The problem/use-case that the feature addresses
Many LBS applications may require the pick one function for random recommendation, that is, a random selection that meets the distance, not necessarily the closest, but need to return quickly.
Although GEORADIUS or GEOSEARCH commands provide COUNT <count> option, it will search for all values that meet the conditions internally and finally filter. Therefore, when there are many local points, it may be very time-consuming, as shown in the following document described.
By default all the matching items are returned. It is possible to limit the results to the first N matching items by using the COUNT
option. However note that internally the command needs to perform an effort proportional to the number of items matching the specified area, so to query very large areas with a very small COUNT option may be slow even if just a few results are returned. On the other hand COUNT can be a very effective way to reduce bandwidth usage if normally just the first results are used.
Description of the feature
Increase LIMIT limit option to GEORADIUS and GEOSEARCH, once the number reaches the limit, stop searching and return.
GEORADIUS key longitude latitude radius m|km|ft|mi [WITHCOORD] [WITHDIST] [WITHHASH] [LIMIT limit] [COUNT count] [ASC|DESC] [STORE key] [STOREDIST key]
Compatibility with current COUNT count:
- Using COUNT alone will search all values and return count elements.(Current logic)
- Using LIMIT alone will search for limit elements or more, and return limit elements.
- To use the two together, the limit must be greater than or equal to count in the parameters passed, search for limit elements or more, and finally the number of elements is returned according to count.
Comment From: oranagra
sounds like a useful feature to me. @redis/core-team WDYT?
Comment From: itamarhaber
Agreed about potential usefulness.
- We should be very clear that this will not provide true randomness but rather only a fast break
- I'm not sure I understand the case for using the two together, but how about expanding COUNT to support negative values for limiting purposes? I.e. COUNT -1 will mean a limit of one.

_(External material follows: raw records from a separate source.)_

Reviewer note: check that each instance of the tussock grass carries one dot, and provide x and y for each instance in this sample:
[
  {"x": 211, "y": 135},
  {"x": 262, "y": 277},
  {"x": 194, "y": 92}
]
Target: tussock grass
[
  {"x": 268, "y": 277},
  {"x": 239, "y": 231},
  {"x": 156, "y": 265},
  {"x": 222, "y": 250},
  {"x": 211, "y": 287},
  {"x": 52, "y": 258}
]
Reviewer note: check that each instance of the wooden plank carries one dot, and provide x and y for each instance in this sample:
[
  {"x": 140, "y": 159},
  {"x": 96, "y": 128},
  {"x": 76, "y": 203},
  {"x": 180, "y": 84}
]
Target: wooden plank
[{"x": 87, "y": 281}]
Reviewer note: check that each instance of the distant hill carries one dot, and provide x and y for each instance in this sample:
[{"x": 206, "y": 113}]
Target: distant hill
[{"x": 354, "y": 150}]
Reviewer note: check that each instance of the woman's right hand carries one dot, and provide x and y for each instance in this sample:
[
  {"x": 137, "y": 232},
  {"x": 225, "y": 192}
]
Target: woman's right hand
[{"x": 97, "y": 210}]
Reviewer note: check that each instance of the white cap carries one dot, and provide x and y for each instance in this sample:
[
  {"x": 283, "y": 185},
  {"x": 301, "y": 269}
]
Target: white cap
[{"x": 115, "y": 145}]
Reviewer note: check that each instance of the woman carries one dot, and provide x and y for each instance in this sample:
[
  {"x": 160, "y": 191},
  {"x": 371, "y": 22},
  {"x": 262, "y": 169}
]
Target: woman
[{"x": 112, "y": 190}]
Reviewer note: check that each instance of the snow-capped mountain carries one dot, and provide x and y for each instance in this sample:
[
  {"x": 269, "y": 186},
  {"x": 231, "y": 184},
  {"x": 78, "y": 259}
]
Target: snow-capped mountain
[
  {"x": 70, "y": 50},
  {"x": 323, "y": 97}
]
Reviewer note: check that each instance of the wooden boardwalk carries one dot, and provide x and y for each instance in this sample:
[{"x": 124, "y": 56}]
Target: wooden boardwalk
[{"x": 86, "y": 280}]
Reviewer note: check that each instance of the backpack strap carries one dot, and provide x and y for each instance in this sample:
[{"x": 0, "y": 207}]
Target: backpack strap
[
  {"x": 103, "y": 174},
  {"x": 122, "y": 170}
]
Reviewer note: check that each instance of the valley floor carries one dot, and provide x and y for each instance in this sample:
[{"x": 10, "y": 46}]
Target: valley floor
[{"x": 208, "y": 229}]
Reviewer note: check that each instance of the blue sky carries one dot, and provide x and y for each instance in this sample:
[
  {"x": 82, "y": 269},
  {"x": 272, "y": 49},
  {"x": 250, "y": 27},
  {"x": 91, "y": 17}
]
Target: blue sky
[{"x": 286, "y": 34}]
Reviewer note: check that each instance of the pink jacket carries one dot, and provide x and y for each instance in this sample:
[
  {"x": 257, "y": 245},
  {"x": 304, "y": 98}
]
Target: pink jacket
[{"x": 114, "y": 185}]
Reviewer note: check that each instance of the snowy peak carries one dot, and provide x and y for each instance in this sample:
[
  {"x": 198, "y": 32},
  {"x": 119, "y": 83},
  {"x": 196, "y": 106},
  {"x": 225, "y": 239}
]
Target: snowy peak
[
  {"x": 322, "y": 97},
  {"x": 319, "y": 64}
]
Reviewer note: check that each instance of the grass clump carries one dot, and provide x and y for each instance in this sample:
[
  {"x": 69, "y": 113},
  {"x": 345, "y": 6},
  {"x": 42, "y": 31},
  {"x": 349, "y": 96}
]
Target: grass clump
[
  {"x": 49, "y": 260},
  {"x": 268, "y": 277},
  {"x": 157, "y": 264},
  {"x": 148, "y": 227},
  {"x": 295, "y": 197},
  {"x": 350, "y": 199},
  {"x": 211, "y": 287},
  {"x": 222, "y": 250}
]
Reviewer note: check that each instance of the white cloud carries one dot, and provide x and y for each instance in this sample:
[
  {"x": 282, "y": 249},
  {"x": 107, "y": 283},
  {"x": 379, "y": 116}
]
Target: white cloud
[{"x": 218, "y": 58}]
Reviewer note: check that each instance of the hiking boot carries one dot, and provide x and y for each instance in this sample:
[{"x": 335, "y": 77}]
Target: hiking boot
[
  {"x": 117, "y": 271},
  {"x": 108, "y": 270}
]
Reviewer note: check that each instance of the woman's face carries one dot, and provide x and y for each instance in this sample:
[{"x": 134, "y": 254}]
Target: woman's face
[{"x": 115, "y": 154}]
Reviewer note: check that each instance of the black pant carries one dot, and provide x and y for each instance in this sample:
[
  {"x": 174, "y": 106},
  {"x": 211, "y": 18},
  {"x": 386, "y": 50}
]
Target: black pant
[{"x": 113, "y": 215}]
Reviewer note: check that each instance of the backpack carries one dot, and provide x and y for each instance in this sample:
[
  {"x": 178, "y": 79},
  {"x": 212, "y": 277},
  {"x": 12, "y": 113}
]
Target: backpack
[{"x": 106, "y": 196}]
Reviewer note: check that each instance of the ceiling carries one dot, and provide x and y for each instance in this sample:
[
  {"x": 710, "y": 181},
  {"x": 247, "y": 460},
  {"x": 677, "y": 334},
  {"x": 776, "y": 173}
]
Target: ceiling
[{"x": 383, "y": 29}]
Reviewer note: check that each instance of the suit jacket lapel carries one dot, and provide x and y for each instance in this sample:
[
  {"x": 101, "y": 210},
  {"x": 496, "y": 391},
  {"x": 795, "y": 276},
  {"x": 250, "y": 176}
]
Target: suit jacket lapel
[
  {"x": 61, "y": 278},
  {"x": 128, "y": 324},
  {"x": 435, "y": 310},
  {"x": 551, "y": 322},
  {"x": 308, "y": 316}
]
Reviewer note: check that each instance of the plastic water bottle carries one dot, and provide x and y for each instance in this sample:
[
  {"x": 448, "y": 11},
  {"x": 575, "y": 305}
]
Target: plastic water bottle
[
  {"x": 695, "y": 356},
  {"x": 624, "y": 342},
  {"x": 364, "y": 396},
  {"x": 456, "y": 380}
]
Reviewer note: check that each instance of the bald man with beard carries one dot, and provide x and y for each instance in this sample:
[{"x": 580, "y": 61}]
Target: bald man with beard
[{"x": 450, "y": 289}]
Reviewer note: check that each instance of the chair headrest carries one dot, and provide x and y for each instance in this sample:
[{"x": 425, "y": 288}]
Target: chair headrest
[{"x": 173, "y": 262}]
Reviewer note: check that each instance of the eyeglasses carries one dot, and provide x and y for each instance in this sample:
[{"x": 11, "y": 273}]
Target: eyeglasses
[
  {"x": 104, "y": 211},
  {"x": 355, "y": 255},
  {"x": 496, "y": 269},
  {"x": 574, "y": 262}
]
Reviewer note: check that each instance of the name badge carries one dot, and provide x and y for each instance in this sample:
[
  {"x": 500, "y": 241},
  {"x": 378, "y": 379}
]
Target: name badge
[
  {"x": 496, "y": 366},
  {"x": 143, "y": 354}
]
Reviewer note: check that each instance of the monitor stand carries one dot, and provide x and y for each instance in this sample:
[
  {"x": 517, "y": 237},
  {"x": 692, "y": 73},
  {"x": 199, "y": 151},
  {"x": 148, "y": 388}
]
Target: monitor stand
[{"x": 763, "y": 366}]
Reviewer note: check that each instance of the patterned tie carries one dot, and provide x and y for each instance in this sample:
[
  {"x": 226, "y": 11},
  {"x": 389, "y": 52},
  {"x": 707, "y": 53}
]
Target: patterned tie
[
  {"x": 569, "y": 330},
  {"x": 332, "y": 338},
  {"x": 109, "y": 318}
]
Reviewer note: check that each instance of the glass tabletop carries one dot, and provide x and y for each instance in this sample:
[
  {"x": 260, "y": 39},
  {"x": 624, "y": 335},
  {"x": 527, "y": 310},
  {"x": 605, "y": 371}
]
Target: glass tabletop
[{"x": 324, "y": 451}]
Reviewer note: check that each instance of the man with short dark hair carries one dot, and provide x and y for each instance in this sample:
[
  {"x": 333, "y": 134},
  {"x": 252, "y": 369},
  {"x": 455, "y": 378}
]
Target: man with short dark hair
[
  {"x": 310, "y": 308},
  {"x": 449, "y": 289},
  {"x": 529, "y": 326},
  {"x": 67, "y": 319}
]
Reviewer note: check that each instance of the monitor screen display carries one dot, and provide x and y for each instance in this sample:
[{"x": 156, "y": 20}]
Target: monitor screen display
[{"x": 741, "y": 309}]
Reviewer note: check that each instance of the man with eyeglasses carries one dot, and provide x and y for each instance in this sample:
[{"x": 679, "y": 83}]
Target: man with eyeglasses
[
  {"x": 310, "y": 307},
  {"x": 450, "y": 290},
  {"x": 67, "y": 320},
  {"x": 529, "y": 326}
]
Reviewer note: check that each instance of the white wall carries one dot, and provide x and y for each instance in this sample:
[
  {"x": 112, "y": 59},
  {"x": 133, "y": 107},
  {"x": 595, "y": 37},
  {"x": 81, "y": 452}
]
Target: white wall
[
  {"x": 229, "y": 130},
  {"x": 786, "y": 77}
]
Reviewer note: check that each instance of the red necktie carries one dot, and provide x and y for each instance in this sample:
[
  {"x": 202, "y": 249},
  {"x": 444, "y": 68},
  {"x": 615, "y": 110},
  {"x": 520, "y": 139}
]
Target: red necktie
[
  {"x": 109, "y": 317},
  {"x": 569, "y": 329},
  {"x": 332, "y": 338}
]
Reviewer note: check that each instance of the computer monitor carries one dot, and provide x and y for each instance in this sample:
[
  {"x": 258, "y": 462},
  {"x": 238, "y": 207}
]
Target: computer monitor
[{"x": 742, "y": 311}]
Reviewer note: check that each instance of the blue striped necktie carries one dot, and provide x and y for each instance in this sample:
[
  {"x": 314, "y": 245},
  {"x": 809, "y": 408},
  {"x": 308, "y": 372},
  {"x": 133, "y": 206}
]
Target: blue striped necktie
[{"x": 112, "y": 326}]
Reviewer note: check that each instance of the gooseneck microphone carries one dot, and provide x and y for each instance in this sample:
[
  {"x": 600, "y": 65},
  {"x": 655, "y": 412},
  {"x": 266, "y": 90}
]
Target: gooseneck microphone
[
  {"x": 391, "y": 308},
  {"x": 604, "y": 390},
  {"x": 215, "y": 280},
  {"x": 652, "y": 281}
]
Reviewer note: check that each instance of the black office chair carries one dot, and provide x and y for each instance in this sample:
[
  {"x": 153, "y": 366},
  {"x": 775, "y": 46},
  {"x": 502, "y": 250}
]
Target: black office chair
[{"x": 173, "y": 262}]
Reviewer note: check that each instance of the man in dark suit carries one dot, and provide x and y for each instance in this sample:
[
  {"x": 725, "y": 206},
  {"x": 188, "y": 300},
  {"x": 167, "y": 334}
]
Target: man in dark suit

Comment From: yangbodong22011
We should be very clear that this will not provide true randomness but rather only a fast break
I mainly want to provide fast break, but if randomness is necessary, we can continue the discussion.
COUNT -1 will mean a limit of one.
This can avoid adding parameters, but LIMIT limit seems to be easier to understand, we listen to other people's opinions.
Comment From: oranagra
I actually think that having both COUNT and LIMIT arguments is confusing.
And i'm not sure about the usefulness of using them together.
If we want something else other than negative value, maybe we can create a ~ modifier like in XADD.
either way, i'm now more concerned about problems we'll run into while implementing it. we currently have code that first searches for everything inside the wider area and later does the filtering for the exact radius. now if we want to break the search early, we need to check that the points we found are indeed candidates for a reply (fit inside the exact shape).
@yangbodong22011 i think we agree about the usefulness of the feature and you can go ahead and start implementing it, we can decide on the syntax later (real easy to change).
Comment From: yangbodong22011
I submitted the draft code to express my thoughts, limit was saved, and compared with ga->used in the traversal of zset:
if (ga->used && ga->used >= (unsigned long) shape->limit) break;
- It is unreasonable to put the limit variable in GeoShape. I hope to rename GeoShape to GeoSearchContext. The current situation is that GeoShape also includes some variables that do not belong to it, such as
searchType,conversion, etc., so I think GeoSearchContext is a more appropriate name. - Draft code does not add COUNT and LIMIT processing.
Comment From: guybe7
didn't read the whole thread but just raising a question: is there a way to distinguish between when: 1. GEO returned because there are no more elements to return; and 2. GEO returned because it reached LIMIT (in which case we may need to call it again?)
Comment From: yangbodong22011
didn't read the whole thread but just raising a question: is there a way to distinguish between when:
- GEO* returned because there are no more elements to return; and
- GEO* returned because it reached LIMIT (in which case we may need to call it again?)
The limit is just for fast break. I am afraid I did not understand your question. Why do we need to distinguish between the two cases you mentioned and call it again in the second case?
Comment From: oranagra
I think Guy's question is more suitable for the COUNT argument than the (new) LIMIT argument, and AFAIK there's no way to tell if there were more results which got truncated.
Comment From: itamarhaber
About the syntax:
LIMIT limit seems to be easier to understand, we listen to other people's opinions.
It is indeed easier to understand, but also somehow misleading given how COUNT+LIMIT are supposed to work, so users will have to read the docs anyway once they run into that corner. If negative values are confusing, we can consider some special modifier such as COUNT ~10, but I find that even more confusing (personally).
BTW, the negative COUNT approach is already used by SRANDMEMBER, although for a different purpose.
Comment From: oranagra
I would vote for negative COUNT. LIMIT and COUNT sound like synonyms, if it were me I would always confuse them with one another.
Comment From: yangbodong22011
Updated syntax to support negative COUNT, and added performance test, see #8259 for details.